From a Place of Care — with Asia Jong and Vitória Monteiro

What are the current conditions for emerging artists in Vancouver and how do we support one another?

Kathy spoke to two cultural workers, Asia Jong and Vitoria “veto” Monteiro. Asia Jong is an emerging curator, arts facilitator and who was one of the co-organizers of Ground Floor Art Centre, a collectively-run DIY gallery, studio and project space with a focus on supporting early emerging artists; and Vitória “veto” Monteiro is an emerging visual artist, arts facilitator, ​​and current Board President of grunt gallery and Acting Curator of Learning and Engagement at the Contemporary Art Gallery.

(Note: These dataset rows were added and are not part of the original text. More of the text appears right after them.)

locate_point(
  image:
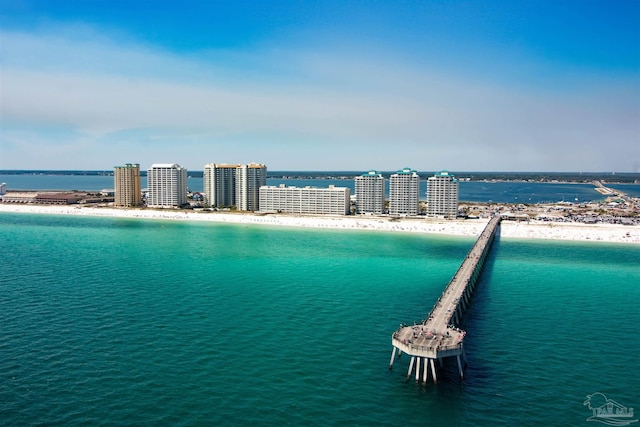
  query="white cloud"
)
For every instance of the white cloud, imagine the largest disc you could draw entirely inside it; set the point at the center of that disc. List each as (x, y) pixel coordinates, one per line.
(303, 106)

"I think the reason why Ground Floor was really important for early emerging artists was because it was a space that you could fail in. … And through that, I think it was really an opportunity to learn more about like, how to do any of it. How to put on a show, how to spackle a wall, how to curate paintings. Like, it was just an exercise in all of that. So I think that was, like, super important for us too, that it was a place that was not precious. It was a place that we could just like, do what we could, and try and have fun while we're doing it."

— Asia Jong

"I think what I hope to see, and am working towards myself in, like, the ways that I'm inviting people into this space. Like where possible, who am I inviting into the space? And what opportunities can I provide them? And payment can I provide them?  And thinking about ways that we can bring in these small things that we learn into other spaces. And, I also think, when you add things, those sort of accessible points, it also softens up a gallery. Like this isn't just a space for people who have great vision, and that are hearing, and that are of a certain class or whatever."

— Vitória Monteiro

Learning from Fireweed — with Sarah Common and Cait Hurley

Whilst it may initially appear to be outside the purview of the series, Hives for Humanity's work in community weaving, challenging the imposed infrastructure of nonprofits in BC, illuminates how arts and cultural organisations can transform and be transformed by their communities.

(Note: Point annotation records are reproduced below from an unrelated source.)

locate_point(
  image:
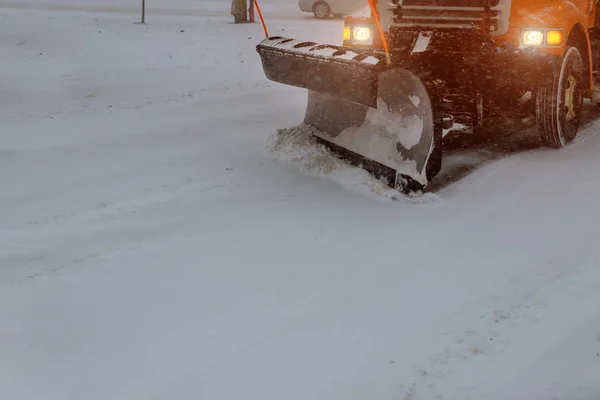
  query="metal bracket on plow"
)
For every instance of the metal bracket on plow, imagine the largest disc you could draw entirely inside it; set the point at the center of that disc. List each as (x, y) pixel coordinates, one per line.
(312, 49)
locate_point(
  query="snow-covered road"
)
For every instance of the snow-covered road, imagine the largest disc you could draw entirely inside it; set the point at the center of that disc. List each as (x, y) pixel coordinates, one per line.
(153, 247)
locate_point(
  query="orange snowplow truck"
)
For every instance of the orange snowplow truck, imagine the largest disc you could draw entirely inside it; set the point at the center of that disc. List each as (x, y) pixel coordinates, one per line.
(409, 71)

Julia is  joined by Hives for Humanity’s co-directors Sarah Common and Cait Hurley to talk about the history of the apicultural organization, its evolution from a supportive prevocational training program to a Community Supported Apiculture model, and the ways they are centering their relationship to the plants and soil in the Hastings Folk Garden in their work.

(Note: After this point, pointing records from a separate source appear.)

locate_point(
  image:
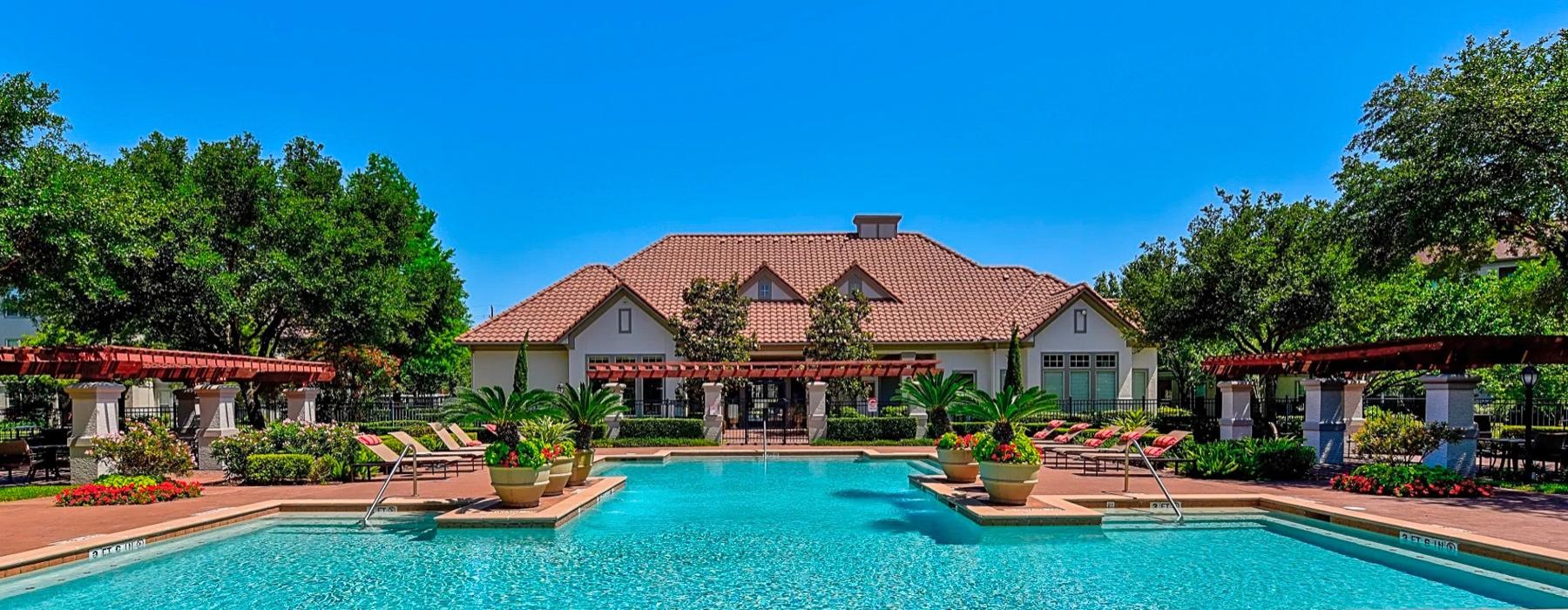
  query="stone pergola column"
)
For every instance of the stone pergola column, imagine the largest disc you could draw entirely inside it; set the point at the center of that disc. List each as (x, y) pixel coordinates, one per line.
(1325, 419)
(815, 410)
(1355, 406)
(1236, 410)
(301, 403)
(94, 413)
(713, 411)
(1452, 398)
(613, 421)
(215, 421)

“The community cares for this garden in ways that I don't think we will ever fully understand. And there are essential resources that are needed in order to care for this garden. Fire, water, soil, air, seeds. And so we've tried to practise relating to those essential resources rather than trying to map and document and control every single flow of movement every way that the land is being used.” 

— Cait Hurley 

Throughout this series, we’ve learned so much about how arts and cultural workers in Vancouver approach policy challenges and questions of decolonisation through purposeful relationship building and interdisciplinary creation. And of course boosting the resilience and accessibility of the industry is a marathon and not a sprint, but we hope that the conversations and questions sparked in this series will only continue to run.

Thanks for tuning in! Below the Radar returns with our Spring podcasting season next Tuesday January 16th.